Ici, c’est plus précisément Nyaung Shwe, petite ville dont le charme ordinaire et discret nous ravit, située en bordure du magnifique lac Inle, immense étendue que le soleil teinte de mauve le soir et sur lequel des pêcheurs à chapeau tressé conduisent leurs barques d’un pied funambule. Il ne faut pas faire de bruit pour ne pas perturber ce fragile équilibre. On dépose donc nos affaires dans un chalet tout en bois patiné dont la couleur nous apaise, on referme l’armoire sur ces sacs fatigués, on s’allonge sur le lit, on écrit, on dort, on oublie. On marche dans les rues parallèles traversées par un vent sec, et froid la nuit, on mange chaque soir une nouvelle merveille, porc fumé sauce piquante, dumplings aux champignons, pad thaï, poisson frais du lac, barbecues fumants à chaque angle de rue, on boit des bières Myanmar, on observe la lune œil-de-lynx. La journée, on finit nos deux livres. La nuit, on s’ensevelit sous d’épaisses couettes. Puis on retourne naviguer sur le lac d’une beauté minérale, les eaux se couvrent de bosquets, notre barque entre dans un village, marché flottant, grâce aérienne, les gestes sont précis et délicats, là se forge l’argent, ici l’on tisse les vêtements et la soie, on repart, long canal à étages jusqu’à un nouveau village, là-haut une succession vertigineuse de temples, le soleil est droit, le moteur vibre, on allonge les jambes, on entre. La barque s’arrête en plein centre du lac, les derniers rayons le font frissonner. La boule rouge ardente se glisse derrière les montagnes. Il s’agit d’économiser ses gestes, de se faire chat, lenteur et contemplation, de regarder les choses à ras d’homme et d’animal. Il s’agit de se taire et de bruire de toutes parts. Le lac plonge dans une fraîcheur violette, on regagne la terre ferme. On rentre d’un pas léger. On salue la petite vieille de l’angle et son inlassable sourire, le jeune rondouillet posté à son barbecue, la fille de l’hôtel. Un minimum de gestes, comme lorsque l’on flotte à la surface de l’eau, sur le dos, les bras en croix. On remonte les marches en bois. On s’assoit à la petite table. On regarde le mur. C’est le nôtre.

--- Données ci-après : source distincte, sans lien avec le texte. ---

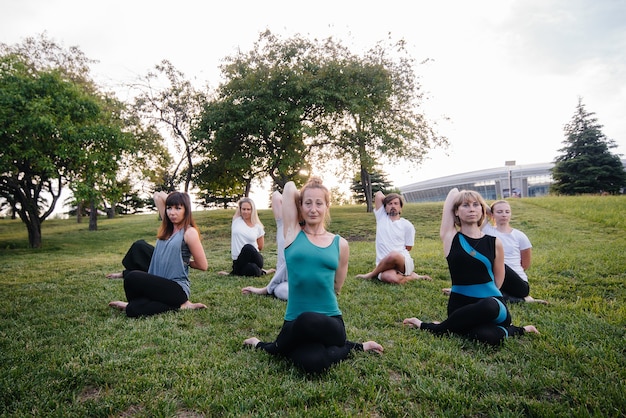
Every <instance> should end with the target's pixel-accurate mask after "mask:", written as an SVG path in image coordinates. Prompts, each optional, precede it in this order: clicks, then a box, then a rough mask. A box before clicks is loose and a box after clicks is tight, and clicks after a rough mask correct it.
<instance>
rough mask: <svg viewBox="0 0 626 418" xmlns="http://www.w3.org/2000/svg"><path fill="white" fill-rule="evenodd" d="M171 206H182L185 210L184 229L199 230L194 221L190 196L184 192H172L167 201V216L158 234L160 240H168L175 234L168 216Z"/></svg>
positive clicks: (168, 197)
mask: <svg viewBox="0 0 626 418" xmlns="http://www.w3.org/2000/svg"><path fill="white" fill-rule="evenodd" d="M171 206H182V207H184V208H185V217H184V218H183V222H182V224H183V229H187V227H189V226H192V227H194V228H196V229H198V227H197V226H196V222H195V221H194V220H193V216H191V199H190V198H189V195H188V194H187V193H182V192H171V193H170V194H168V195H167V198H166V199H165V214H164V216H163V220H162V221H161V227H160V228H159V232H158V234H157V238H158V239H168V238H169V237H171V236H172V233H173V232H174V224H173V223H172V221H170V218H169V216H167V208H168V207H171Z"/></svg>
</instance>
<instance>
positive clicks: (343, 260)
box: [335, 238, 350, 295]
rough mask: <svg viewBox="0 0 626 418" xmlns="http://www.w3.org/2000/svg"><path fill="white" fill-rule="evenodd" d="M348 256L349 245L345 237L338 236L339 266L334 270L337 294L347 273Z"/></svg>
mask: <svg viewBox="0 0 626 418" xmlns="http://www.w3.org/2000/svg"><path fill="white" fill-rule="evenodd" d="M349 258H350V245H348V241H346V239H345V238H340V241H339V266H338V267H337V270H335V293H336V294H337V295H338V294H339V292H341V288H342V287H343V283H344V282H345V281H346V276H347V274H348V259H349Z"/></svg>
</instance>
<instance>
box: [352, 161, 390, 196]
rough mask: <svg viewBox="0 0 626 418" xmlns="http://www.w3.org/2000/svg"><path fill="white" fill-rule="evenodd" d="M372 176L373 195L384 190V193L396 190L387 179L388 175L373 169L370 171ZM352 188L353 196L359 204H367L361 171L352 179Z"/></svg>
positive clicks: (370, 175) (370, 174)
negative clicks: (392, 187) (363, 203)
mask: <svg viewBox="0 0 626 418" xmlns="http://www.w3.org/2000/svg"><path fill="white" fill-rule="evenodd" d="M369 178H370V187H371V190H372V196H373V195H375V194H376V192H379V191H380V192H383V194H388V193H391V192H392V191H395V190H393V189H392V185H391V183H390V182H389V181H388V180H387V175H386V174H385V173H383V172H381V171H378V170H376V169H373V170H372V172H371V173H369ZM350 189H351V190H352V196H353V198H354V200H355V201H356V202H357V203H358V204H363V203H365V204H367V199H366V197H365V187H363V183H362V182H361V173H360V172H359V173H357V174H356V175H355V176H354V178H353V179H352V185H351V186H350Z"/></svg>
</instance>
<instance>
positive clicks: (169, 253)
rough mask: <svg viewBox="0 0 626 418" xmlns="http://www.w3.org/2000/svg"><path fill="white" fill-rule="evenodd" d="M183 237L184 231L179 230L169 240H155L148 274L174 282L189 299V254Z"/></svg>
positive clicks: (189, 257)
mask: <svg viewBox="0 0 626 418" xmlns="http://www.w3.org/2000/svg"><path fill="white" fill-rule="evenodd" d="M184 236H185V230H184V229H181V230H180V231H178V232H176V233H175V234H174V235H172V236H171V237H170V238H169V239H166V240H162V239H159V240H157V243H156V247H155V249H154V254H153V255H152V261H150V268H149V269H148V273H150V274H154V275H155V276H159V277H163V278H166V279H169V280H173V281H175V282H176V283H178V284H179V285H180V286H181V287H182V288H183V290H184V291H185V294H186V295H187V297H189V295H190V292H191V289H190V283H189V259H190V256H191V252H190V251H189V247H188V246H187V243H185V240H184V239H183V238H184Z"/></svg>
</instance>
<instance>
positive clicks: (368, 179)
mask: <svg viewBox="0 0 626 418" xmlns="http://www.w3.org/2000/svg"><path fill="white" fill-rule="evenodd" d="M361 184H362V185H363V194H364V195H365V203H366V205H367V212H368V213H369V212H372V211H373V210H374V209H373V205H372V181H371V178H370V174H369V173H368V172H367V169H365V167H361Z"/></svg>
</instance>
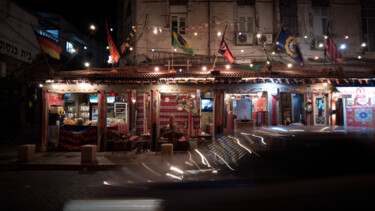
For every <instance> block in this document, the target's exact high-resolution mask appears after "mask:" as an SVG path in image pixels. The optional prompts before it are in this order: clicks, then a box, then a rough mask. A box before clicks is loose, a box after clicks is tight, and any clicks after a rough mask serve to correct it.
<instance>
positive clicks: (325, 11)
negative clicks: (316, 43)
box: [312, 7, 328, 36]
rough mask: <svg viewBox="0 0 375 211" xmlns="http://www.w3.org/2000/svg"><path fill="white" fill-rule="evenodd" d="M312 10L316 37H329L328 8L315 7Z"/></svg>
mask: <svg viewBox="0 0 375 211" xmlns="http://www.w3.org/2000/svg"><path fill="white" fill-rule="evenodd" d="M312 10H313V11H312V16H313V17H312V18H313V33H314V35H315V36H322V35H327V26H328V7H313V8H312Z"/></svg>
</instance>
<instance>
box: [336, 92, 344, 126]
mask: <svg viewBox="0 0 375 211" xmlns="http://www.w3.org/2000/svg"><path fill="white" fill-rule="evenodd" d="M343 108H344V107H343V103H342V98H339V99H338V100H337V101H336V125H344V109H343Z"/></svg>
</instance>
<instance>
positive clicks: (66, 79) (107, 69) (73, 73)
mask: <svg viewBox="0 0 375 211" xmlns="http://www.w3.org/2000/svg"><path fill="white" fill-rule="evenodd" d="M154 68H155V66H151V65H150V66H127V67H120V68H91V69H88V70H76V71H54V72H53V73H49V72H48V71H36V72H33V73H32V74H30V77H31V80H47V79H55V80H93V81H98V80H99V81H101V80H157V79H161V78H170V79H175V78H213V77H215V78H224V79H225V78H227V79H241V78H291V79H293V78H300V79H309V78H315V79H317V78H337V79H345V78H363V79H373V78H375V70H374V68H372V67H370V66H359V65H356V66H354V65H353V66H348V65H346V66H341V67H339V68H337V66H333V65H325V66H323V65H314V66H306V67H304V68H299V67H294V68H291V69H288V68H287V67H286V65H273V66H272V71H263V70H245V69H237V68H235V67H233V66H232V67H231V68H230V69H226V67H225V66H224V65H220V66H216V67H215V70H218V71H220V73H219V74H217V75H212V74H211V73H210V71H209V70H206V71H203V70H202V66H199V67H198V66H193V67H189V70H187V68H186V67H177V68H175V70H176V71H175V72H169V71H168V70H167V67H160V66H159V71H158V72H156V71H155V70H154ZM207 69H209V67H207ZM114 70H115V71H114ZM180 70H181V71H180Z"/></svg>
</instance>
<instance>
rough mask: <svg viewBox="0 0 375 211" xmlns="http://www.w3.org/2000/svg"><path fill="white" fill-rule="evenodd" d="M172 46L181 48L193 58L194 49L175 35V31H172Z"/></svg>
mask: <svg viewBox="0 0 375 211" xmlns="http://www.w3.org/2000/svg"><path fill="white" fill-rule="evenodd" d="M172 46H174V47H178V48H181V49H182V50H183V51H185V52H186V53H188V54H191V55H192V56H194V54H195V53H194V49H193V48H192V47H191V46H190V45H189V43H187V42H186V41H185V40H184V38H182V37H181V35H180V34H177V30H176V29H173V31H172Z"/></svg>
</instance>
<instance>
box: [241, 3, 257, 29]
mask: <svg viewBox="0 0 375 211" xmlns="http://www.w3.org/2000/svg"><path fill="white" fill-rule="evenodd" d="M238 21H239V25H237V31H238V32H241V33H254V7H253V6H241V7H238Z"/></svg>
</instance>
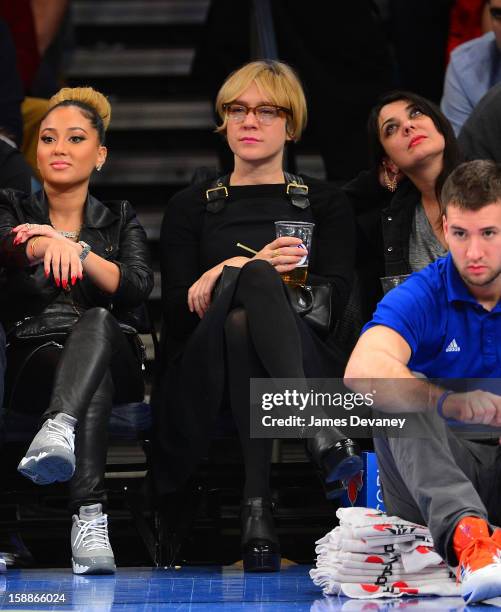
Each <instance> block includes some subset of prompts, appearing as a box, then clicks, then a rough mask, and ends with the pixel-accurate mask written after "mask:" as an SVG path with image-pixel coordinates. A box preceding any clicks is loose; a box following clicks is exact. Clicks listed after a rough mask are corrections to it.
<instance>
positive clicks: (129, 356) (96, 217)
mask: <svg viewBox="0 0 501 612" xmlns="http://www.w3.org/2000/svg"><path fill="white" fill-rule="evenodd" d="M110 117H111V108H110V104H109V102H108V100H107V99H106V98H105V97H104V96H103V95H102V94H100V93H99V92H97V91H94V90H93V89H91V88H90V87H82V88H80V87H77V88H73V89H72V88H65V89H62V90H61V91H59V92H58V93H57V94H56V95H55V96H53V97H52V98H51V100H50V102H49V110H48V112H47V113H46V115H45V116H44V117H43V119H42V121H41V123H40V132H39V141H38V148H37V163H38V168H39V171H40V175H41V177H42V179H43V189H42V190H41V191H39V192H38V193H36V194H34V195H31V196H30V195H27V194H25V193H22V192H20V191H15V190H11V189H6V190H2V191H0V265H1V266H3V267H4V269H5V281H4V284H3V287H2V292H1V295H0V322H1V323H2V324H3V326H4V328H5V330H6V333H7V340H8V348H7V372H6V389H5V407H6V410H7V411H13V412H16V413H22V414H24V415H26V414H28V415H32V416H35V415H36V416H39V415H40V414H41V413H43V414H42V426H41V428H40V430H39V431H38V433H37V434H36V436H35V437H34V439H33V441H32V443H31V444H30V446H29V448H28V450H27V452H26V455H25V456H24V457H23V459H22V460H21V462H20V463H19V467H18V470H19V471H20V472H21V473H22V474H24V475H25V476H27V477H28V478H30V479H31V480H32V481H33V482H35V483H37V484H40V485H44V484H49V483H52V482H58V481H59V482H63V481H69V488H70V508H71V510H72V512H73V527H72V531H71V548H72V564H73V571H74V572H75V573H77V574H93V573H94V574H96V573H97V574H99V573H112V572H114V570H115V562H114V556H113V551H112V549H111V546H110V543H109V539H108V527H107V515H106V514H105V504H106V493H105V490H104V469H105V462H106V449H107V428H108V421H109V416H110V411H111V407H112V404H114V403H115V404H122V403H127V402H138V401H141V400H142V399H143V395H144V385H143V379H142V372H141V369H142V368H141V366H142V354H141V351H140V348H141V347H140V346H139V344H138V342H139V338H138V336H137V333H136V330H135V329H134V328H133V327H131V326H129V325H127V324H126V321H127V320H128V319H127V313H128V312H130V310H131V309H133V308H135V307H136V306H138V305H140V304H141V303H142V302H143V301H144V300H145V299H146V298H147V297H148V295H149V293H150V291H151V289H152V286H153V275H152V271H151V268H150V264H149V255H148V249H147V244H146V235H145V232H144V230H143V228H142V227H141V225H140V224H139V222H138V220H137V218H136V215H135V213H134V211H133V209H132V207H131V205H130V204H129V203H128V202H127V201H125V200H124V201H110V202H106V203H103V202H100V201H99V200H97V199H96V198H94V197H93V196H92V195H90V193H89V192H88V187H89V179H90V177H91V174H92V173H93V172H94V171H99V170H101V167H102V166H103V164H104V163H105V162H106V153H107V151H106V147H105V146H104V141H105V133H106V128H107V127H108V125H109V122H110ZM129 320H130V319H129Z"/></svg>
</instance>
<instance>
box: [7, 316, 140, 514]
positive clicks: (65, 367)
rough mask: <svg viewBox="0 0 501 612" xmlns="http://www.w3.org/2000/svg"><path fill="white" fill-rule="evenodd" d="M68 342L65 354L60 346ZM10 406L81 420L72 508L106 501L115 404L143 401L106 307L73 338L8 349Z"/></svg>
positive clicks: (64, 344) (76, 463)
mask: <svg viewBox="0 0 501 612" xmlns="http://www.w3.org/2000/svg"><path fill="white" fill-rule="evenodd" d="M64 340H66V341H65V344H64V350H62V351H61V348H62V347H61V342H62V341H63V342H64ZM6 382H7V394H6V399H7V401H8V404H7V405H8V406H11V407H12V408H13V409H15V410H16V411H18V412H31V413H33V412H37V413H38V414H40V411H41V407H42V410H43V407H47V405H48V408H46V410H45V412H44V414H43V419H44V420H45V419H47V418H49V417H50V416H53V415H54V414H56V413H58V412H65V413H66V414H69V415H71V416H73V417H75V418H76V419H77V427H76V431H75V456H76V468H75V474H74V476H73V478H72V479H71V481H70V483H69V484H70V507H71V509H72V511H76V510H77V509H78V508H79V506H81V505H87V504H93V503H97V502H100V503H103V504H105V502H106V494H105V489H104V470H105V465H106V450H107V444H108V421H109V417H110V412H111V407H112V402H114V403H118V404H120V403H125V402H134V401H141V400H142V399H143V394H144V386H143V380H142V375H141V370H140V367H139V362H138V359H137V357H136V355H135V354H134V351H133V350H132V347H131V345H130V343H129V342H128V341H127V338H126V337H125V335H124V334H123V332H122V330H121V329H120V326H119V325H118V323H117V321H116V319H115V318H114V317H113V316H112V315H111V314H110V313H109V312H108V311H107V310H105V309H104V308H91V309H90V310H87V311H86V312H85V313H84V314H83V315H82V317H81V318H80V320H79V321H78V323H77V324H76V325H75V326H74V327H73V330H72V332H71V334H70V335H69V336H68V338H67V339H65V338H64V337H62V336H53V337H48V338H46V339H45V340H43V341H42V340H40V339H35V340H32V341H24V340H18V341H16V342H14V343H13V344H12V345H11V346H10V347H9V350H8V358H7V377H6Z"/></svg>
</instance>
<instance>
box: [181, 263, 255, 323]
mask: <svg viewBox="0 0 501 612" xmlns="http://www.w3.org/2000/svg"><path fill="white" fill-rule="evenodd" d="M248 261H250V259H249V258H247V257H231V258H230V259H226V260H225V261H223V262H221V263H220V264H218V265H217V266H214V267H213V268H211V269H210V270H207V272H204V273H203V274H202V276H201V277H200V278H199V279H198V280H197V281H196V282H194V283H193V285H192V286H191V287H190V288H189V289H188V308H189V309H190V312H196V313H197V315H198V316H199V317H200V318H202V317H203V316H204V314H205V313H206V312H207V309H208V308H209V306H210V304H211V299H212V291H213V290H214V286H215V284H216V281H217V279H218V278H219V277H220V276H221V273H222V272H223V268H224V266H234V267H236V268H241V267H242V266H244V265H245V264H246V263H247V262H248Z"/></svg>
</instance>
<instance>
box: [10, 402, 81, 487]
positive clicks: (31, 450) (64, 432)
mask: <svg viewBox="0 0 501 612" xmlns="http://www.w3.org/2000/svg"><path fill="white" fill-rule="evenodd" d="M75 423H76V419H74V418H73V417H71V416H69V415H65V414H62V413H60V414H58V415H57V416H56V418H55V419H47V420H46V421H45V423H44V424H43V425H42V427H41V429H40V431H39V432H38V433H37V435H36V436H35V437H34V438H33V441H32V443H31V444H30V447H29V448H28V450H27V452H26V455H25V456H24V457H23V458H22V459H21V462H20V463H19V465H18V466H17V469H18V471H19V472H21V474H23V475H24V476H26V477H27V478H30V479H31V480H32V481H33V482H35V483H36V484H40V485H43V484H50V483H51V482H65V481H66V480H70V478H71V477H72V476H73V473H74V472H75V434H74V431H73V429H74V424H75Z"/></svg>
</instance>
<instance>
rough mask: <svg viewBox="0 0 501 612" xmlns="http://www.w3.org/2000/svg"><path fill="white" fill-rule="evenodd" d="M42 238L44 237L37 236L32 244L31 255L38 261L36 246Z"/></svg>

C’est un pli déjà pris : après une nuit passée quelque part, on se réveille chez soi. Un pli dans le corps, se fondre vite, caméléon, vent frais, brise. Et après ces mois d’exercice, c’est ici, au bord de ce lac, dans ce pays, que se produit finalement l’événement : on est tout à coup tellement dedans qu’on ne sent plus les bords. On n’est plus en voyage, plus en pays inconnu, on n’entend pas de langue nouvelle, on ne se déplace plus. Le voyage est devenu autre chose que lui-même. On n’est ni loin ni proche. On est entrés dans un espace à part, qui n’existait pas avant et n’existera plus ensuite, qui est une invention de ce voyage-ci.

On avait attendu des torrents et des éclats, mais ce départ nous aura appris, paradoxalement, à entrer au plus vite dans les lieux, plusieurs, tous, jusqu’à ne plus faire qu’un avec eux. On aura appris à habiter - et ça pourra servir. Alors confinez-nous ! Enfouissez-nous ! On se prépare depuis le début, sans le savoir, à ce moment-là. Entrons dans les couches, dans l’espace situé derrière l’espace : nous ne demandons rien de plus au monde, au bout du compte.